A wideranging online undergraduate course on horses has been launched at the University of Florida.
The course, run through the College of Veterinary Medicine, is said to cover everything from common health issues and anatomy to the history of the species and providing an understanding of equine-related business and research.
“Because it’s online, we are able to offer this course to students at universities where they might not have a strong equine sciences department,” said course coordinator Patrick Larkin, an adjunct lecturer in the college’s department of large animal clinical sciences. Larkin also co-directs an online course on dogs, which began at the university in 2012.
“It’s also good exposure for students to decide whether or not they want to go into this field,” Larkin said.
The course is presented by university faculty members from several different disciplines. It is aimed at sophomore or higher level students and features pre-recorded lectures.
Students must log in to the course website to watch lectures and complete assignments and may post questions in a discussion forum, Larkin said.

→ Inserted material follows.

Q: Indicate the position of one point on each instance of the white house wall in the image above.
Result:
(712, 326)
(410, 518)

The course starts with an introduction to the evolution and domestication of horses and continues with lectures on breeds, preventive health care, genetics, nutrition and the musculoskeletal system. Students are also exposed to the role of scientific inquiry and methods through specific case studies and a module focusing on scientific articles in the equine field.
“We’re really getting the cream of the crop in terms of our students,” Larkin said. “These students really want to learn and are interested in the topic.”

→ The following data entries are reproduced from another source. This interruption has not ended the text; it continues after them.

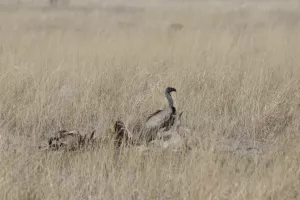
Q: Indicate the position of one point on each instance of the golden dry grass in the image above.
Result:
(236, 69)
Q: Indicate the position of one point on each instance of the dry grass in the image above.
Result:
(237, 76)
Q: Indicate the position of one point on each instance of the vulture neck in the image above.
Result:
(170, 99)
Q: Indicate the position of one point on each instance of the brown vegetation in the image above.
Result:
(235, 65)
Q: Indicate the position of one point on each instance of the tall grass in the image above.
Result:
(237, 77)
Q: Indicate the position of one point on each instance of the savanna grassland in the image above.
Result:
(236, 68)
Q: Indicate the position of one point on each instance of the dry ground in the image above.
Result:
(236, 67)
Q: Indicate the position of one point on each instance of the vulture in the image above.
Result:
(161, 119)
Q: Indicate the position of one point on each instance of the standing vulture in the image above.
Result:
(161, 119)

About 30 students from across the US and even further afield have enrolled in the course this semester. They hail from Tennessee, New York, Minnesota and even Turkey, in addition to students from the University of Florida.
“This class offers students who are interested in pursuing a career in veterinary medicine or veterinary technology the opportunity to take a class in their area of interest and to network with experts in the equine field,” Larkin said.
“Because it’s online, this class allows us to reach out to those students in that the class actually goes to them and they do not have to come here to the University of Florida to take it.”